Again, the sound of his own voice frightened him. It was hoarse and crackly and barely above a whisper. No one responded. He heard only static. He tried another frequency. Still nothing. Then he tried another and got chatter. Men talking, giving numbers and data; Victor didn’t understand it. He interrupted them. “Hello? Can anyone hear me?”
The chatter stopped. There was a pause. “Who is this?”
“My name is Victor Delgado. I’m a free miner from the Kuiper Belt. I’m stuck in a warehouse of some kind.”
“Get off this frequency.”
“Please. I need help. I have information that needs to get to Earth.”
“Sanjay, I got someone on the frequency who won’t get off.”
A different voice-deeper, commanding, with an accent Victor didn’t recognize. “I don’t know who you are, mate, but this is a restricted frequency. Now get the hell off before I have you tossed.”
“Please. I need to speak to someone in charge. All of Earth is in danger.” The words sounded trite, even to him.
“You’re the one in danger, mate. Marcus, triangulate that signal and find this prankster. I want this ash trash off my frequency.”
Victor stayed on the frequency, but didn’t say more. Let them triangulate it. Let them find him.
An hour later a police rover arrived. A single police officer in a suit and helmet got out with a light and began scanning the interior of the warehouse with bored disinterest.
Victor banged on the side of the ship with a tool to get the man’s attention, but the man couldn’t hear him. Victor lowered himself to the back of the ship, which was now the bottom. He turned on his cutting tool and began slicing through the ship’s wall, showering the inside of the ship with small burning metal embers. He pressed harder, being careful not to damage his suit. The cutter broke through. Hot embers rained down from the ship into the warehouse. The officer saw him.

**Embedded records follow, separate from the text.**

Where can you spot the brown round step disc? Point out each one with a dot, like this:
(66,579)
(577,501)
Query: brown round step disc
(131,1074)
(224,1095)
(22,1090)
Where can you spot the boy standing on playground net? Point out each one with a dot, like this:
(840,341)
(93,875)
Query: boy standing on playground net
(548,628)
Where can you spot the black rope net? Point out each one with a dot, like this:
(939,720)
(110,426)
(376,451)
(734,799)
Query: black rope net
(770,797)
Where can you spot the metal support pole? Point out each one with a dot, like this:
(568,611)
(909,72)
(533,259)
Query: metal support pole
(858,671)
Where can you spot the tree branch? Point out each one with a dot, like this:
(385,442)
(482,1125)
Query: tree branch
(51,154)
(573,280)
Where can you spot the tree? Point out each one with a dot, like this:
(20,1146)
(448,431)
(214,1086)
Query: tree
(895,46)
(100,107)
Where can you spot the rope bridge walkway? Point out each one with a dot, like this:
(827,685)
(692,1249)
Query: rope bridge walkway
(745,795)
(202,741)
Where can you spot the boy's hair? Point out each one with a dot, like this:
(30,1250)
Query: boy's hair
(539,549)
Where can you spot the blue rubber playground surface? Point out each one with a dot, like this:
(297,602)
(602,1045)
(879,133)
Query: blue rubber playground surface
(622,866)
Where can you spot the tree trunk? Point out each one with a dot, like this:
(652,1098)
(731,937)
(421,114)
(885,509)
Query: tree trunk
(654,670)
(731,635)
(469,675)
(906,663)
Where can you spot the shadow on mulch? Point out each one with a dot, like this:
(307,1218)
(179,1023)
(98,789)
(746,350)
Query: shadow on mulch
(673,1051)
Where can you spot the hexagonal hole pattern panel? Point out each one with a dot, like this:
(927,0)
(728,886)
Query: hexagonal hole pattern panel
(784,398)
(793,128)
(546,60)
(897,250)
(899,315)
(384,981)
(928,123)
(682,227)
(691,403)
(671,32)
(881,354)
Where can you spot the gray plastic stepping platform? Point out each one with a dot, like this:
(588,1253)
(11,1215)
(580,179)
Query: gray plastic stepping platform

It was another hour before someone who could operate the machinery arrived to lower the ship from the rack. When the men lifted him out of the quickship and set him on the ground, Victor’s legs gave out completely. He buckled and crumpled to the ground. He tried pushing himself up with his arms but couldn’t. He lay there not moving while the officer attached an audio cable to his suit.

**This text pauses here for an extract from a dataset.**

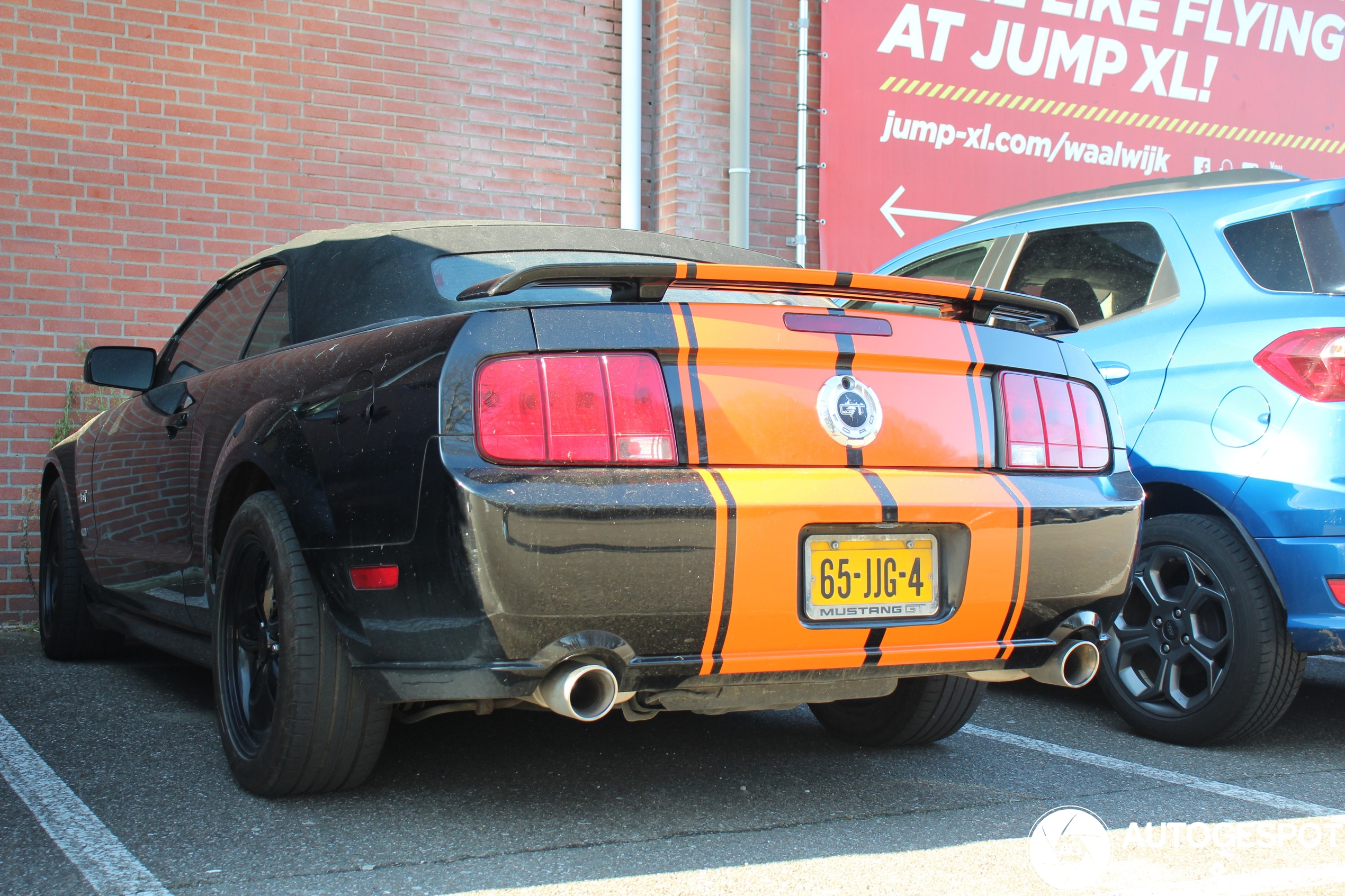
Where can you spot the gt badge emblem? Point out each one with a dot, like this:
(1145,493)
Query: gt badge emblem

“I need to see some identification,” said the officer.
“I don’t have any. I’m a free miner.”
“Space born, eh? Let me guess, you don’t have any docking authorization, either.”
“I came here from the Kuiper Belt.”
The officer looked amused. “On a quickship? Sure you did.”
“You don’t believe me? Check the flight computer.”
The officer ignored this, typing notes onto his pad. “So no permits, no papers, no entry codes, nothing.”
“I need to speak with someone in charge.”
“You need to speak with a lawyer, space born.”
They carried him out to the rover and lifted him into the cargo trunk. Victor felt completely helpless-and to think this was only one-sixth of Earth gravity.
The officer drove him to a medical facility, where nurses put him on a stretcher and gave him IV fluids and ten different vaccinations. When they finished, an officer in a different colored uniform entered and wire-strapped Victor’s wrists to the stretcher. It wasn’t until the man started reciting a litany of legal rights that Victor realized he had been arrested.